Hi everybody, this is my first time here so sorry if I make some mistakes.
I’m working on a little project for my thesis. During my study on Elixir I found the swarm library and it suites perfectly on what I need to do. The problem is that I have some troubles using it:
Process state handoff: I have a GenServer with a very simple struct and I need to distribute this worker around my cluster. When the node on which the worker is running goes down, Swarm resume the process on a new node but I cannot manage to resume the state. I’ve followed the worker example provided by the original author on github but it seems to not work. Here’s my code:
defmodule MyApp.Worker do
use GenServer
defstruct elements: %{}
def start_link(opts \\ []) do
GenServer.start_link(__MODULE__, opts, name: __MODULE__)
end
def init(opts) when opts == [] do
state = %EventStore.Worker{}
{:ok, state}
end
def init(opts) do
state = opts
{:ok, state}
end
def handle_call({:swarm, :begin_handoff}, _from, state) do
{:reply, {:resume, state}, state}
end
def handle_call({:swarm, :end_handoff, state}, _from, state) do
{:noreply, state}
end
def handle_cast({:swarm, :end_handoff, state}, state) do
{:noreply, state}
end
def handle_cast({:swarm, :resolve_conflict, _delay}, state) do
{:noreply, state}
end
def handle_info({:swarm, :die}, state) do
{:stop, :shutdown, state}
end
end
More details.
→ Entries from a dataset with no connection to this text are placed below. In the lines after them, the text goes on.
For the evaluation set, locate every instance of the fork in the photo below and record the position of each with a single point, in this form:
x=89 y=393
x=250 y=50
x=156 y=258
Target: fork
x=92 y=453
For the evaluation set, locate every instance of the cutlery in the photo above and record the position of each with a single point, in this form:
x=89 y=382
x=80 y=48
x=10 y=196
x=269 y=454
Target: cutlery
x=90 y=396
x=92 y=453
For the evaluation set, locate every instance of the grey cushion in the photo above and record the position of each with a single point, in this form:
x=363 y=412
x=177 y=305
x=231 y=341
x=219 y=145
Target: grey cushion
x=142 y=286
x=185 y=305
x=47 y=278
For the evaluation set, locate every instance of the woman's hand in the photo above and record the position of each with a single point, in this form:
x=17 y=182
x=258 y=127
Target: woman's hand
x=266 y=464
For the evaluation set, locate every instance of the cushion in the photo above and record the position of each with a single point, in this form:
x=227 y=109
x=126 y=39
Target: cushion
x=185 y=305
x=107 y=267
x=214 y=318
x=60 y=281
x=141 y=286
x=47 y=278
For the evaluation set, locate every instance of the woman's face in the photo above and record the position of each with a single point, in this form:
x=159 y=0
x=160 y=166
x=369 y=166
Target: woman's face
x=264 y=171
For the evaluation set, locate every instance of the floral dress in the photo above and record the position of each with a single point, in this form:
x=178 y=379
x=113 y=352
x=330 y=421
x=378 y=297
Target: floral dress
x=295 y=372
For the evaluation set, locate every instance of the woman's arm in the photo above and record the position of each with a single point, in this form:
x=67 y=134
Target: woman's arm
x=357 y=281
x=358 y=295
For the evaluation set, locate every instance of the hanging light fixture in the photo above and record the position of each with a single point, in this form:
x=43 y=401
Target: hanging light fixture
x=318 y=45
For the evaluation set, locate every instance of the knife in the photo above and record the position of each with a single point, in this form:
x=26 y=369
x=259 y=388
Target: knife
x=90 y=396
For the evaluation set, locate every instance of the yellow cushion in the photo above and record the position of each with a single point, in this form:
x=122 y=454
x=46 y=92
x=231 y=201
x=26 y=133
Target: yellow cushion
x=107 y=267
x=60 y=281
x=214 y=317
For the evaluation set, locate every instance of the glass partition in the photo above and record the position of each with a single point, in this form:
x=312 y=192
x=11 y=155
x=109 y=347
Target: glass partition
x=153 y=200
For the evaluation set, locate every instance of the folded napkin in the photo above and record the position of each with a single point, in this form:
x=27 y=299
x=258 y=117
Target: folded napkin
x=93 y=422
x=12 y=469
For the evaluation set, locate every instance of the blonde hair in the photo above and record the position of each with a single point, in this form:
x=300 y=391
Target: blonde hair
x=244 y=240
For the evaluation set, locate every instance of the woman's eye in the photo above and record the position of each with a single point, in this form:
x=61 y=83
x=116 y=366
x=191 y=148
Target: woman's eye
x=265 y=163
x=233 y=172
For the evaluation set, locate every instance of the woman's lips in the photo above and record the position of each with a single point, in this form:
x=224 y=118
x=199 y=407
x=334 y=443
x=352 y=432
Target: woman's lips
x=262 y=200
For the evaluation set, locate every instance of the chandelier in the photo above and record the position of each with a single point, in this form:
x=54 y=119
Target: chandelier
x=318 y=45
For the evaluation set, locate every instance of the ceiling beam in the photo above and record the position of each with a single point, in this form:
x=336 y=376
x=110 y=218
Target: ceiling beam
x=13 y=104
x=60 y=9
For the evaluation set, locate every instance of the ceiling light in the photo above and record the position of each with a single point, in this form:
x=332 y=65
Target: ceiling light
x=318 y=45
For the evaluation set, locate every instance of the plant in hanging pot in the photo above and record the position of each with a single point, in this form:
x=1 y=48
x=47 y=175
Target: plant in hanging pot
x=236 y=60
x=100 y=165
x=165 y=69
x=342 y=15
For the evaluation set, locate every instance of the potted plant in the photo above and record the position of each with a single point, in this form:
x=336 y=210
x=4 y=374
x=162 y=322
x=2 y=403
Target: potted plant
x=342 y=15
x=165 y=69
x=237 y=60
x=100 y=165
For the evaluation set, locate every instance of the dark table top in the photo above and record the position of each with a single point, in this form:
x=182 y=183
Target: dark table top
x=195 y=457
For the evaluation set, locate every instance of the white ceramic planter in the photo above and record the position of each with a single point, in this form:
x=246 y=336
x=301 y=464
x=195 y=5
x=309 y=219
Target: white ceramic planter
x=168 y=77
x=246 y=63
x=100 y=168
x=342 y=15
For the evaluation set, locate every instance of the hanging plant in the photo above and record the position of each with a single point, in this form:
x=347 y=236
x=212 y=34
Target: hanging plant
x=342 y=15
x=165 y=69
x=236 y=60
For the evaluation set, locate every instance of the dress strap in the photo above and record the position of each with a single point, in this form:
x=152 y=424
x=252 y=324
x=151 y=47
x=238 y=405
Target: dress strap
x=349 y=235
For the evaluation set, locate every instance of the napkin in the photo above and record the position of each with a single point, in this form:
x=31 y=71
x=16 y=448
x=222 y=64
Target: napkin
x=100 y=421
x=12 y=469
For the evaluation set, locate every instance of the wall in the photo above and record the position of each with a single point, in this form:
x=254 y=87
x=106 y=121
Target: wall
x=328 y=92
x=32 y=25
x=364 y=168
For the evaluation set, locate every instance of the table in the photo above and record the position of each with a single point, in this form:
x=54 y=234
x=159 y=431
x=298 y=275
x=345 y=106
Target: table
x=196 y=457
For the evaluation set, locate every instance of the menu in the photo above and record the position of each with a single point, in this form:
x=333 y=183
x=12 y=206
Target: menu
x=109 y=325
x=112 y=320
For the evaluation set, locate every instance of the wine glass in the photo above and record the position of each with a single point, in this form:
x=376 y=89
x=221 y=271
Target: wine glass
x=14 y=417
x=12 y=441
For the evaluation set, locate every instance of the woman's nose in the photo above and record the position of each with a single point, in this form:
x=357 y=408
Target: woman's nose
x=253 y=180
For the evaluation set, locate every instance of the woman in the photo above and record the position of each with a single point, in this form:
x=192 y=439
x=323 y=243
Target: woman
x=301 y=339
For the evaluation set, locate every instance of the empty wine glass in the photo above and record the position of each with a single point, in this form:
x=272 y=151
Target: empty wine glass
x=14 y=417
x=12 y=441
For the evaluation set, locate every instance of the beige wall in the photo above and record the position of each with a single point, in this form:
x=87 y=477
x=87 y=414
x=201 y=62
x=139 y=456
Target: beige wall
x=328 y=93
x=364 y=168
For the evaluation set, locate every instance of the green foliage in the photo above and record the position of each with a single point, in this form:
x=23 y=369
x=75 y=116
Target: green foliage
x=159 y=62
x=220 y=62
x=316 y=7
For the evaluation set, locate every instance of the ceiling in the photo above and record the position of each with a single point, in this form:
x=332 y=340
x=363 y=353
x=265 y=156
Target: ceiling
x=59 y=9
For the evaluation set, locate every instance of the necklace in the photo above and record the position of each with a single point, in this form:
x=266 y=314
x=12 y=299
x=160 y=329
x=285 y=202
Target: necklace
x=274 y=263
I’ve used Swarm.register_name(workername, workername, :start_link, [opts]) for starting my GenServer and I’ve tried to kill the node via double CTRL+C and via :observer.start too. I really don’t know what is the problem since I’ve also looked at the Swarm tracker.ex file and saw that there’s a call with :begin_endoff which I (think) correctly handle in my GenServer. Indeed if I do the same call manually via shell, my worker handle it.
Same worker on more nodes: if I have a cluster of 3 or more nodes and I would like to run the same process on more nodes at the same time, how can I do? Because after the first registration using the same Swarm function mentioned above, Swarm warns me that there’s already that registered process.
I’m not super well versed with Swarm but I think that handoff only happens if the node that is going down is allowed to gracefully exit. It sounds like you were force killing the node. If you force kill the node it has no time to do this handoff. You can try :init.stop() as described here: Graceful shutdown on SIGTERM? to see if that graceful shutdown triggers the handoff.
Thank you, I will look at that!
But now my doubt is: at this point it’s not a bit useless in a real case scenario? I mean, a node could go down for many cases without have the proper time to save tha state (unless implementing a sort of periodic backup).
I’ve been running Elixir in prod for 3 years now and it is exceedingly rare for a healthy node to explode. The 99.99 percent most likely cause for a node shutdown is a deploy. During a deploy you can give your old nodes some time to gracefully shutdown and utilize the Swarm handoff use case.
Elixir/erlang is very resilient when it comes to crashing and unhandled errors. That being said, I am a firm believer of writing code that can rebuild it’s state in the worse-case scenario. So Swarm is a nice to have but not the only line of defense when it comes to rebuilding whatever state we had stuffed in Swarm.
Erlang is resilient, we’re all at the mercy of the Linux OOM kill and machines being recycled by a cloud provider. I think it is worth investing in a ‘phone home’ for workers who are unable to recover their state, if it isn’t being distributed by mnesia or by other means.
Exactly. If you want to protect against losing state when losing nodes you need to either replicate it or simply store it in external storage. In Erleans (based on Microsoft Orleans) the latter is the default, https://github.com/erleans/erleans/. The state for a grain is saved to a storage provider and will be reloaded when reactivated.
Erleans also has stateless grains which may be a solution to your second question about the same process on multiple nodes, but not positive.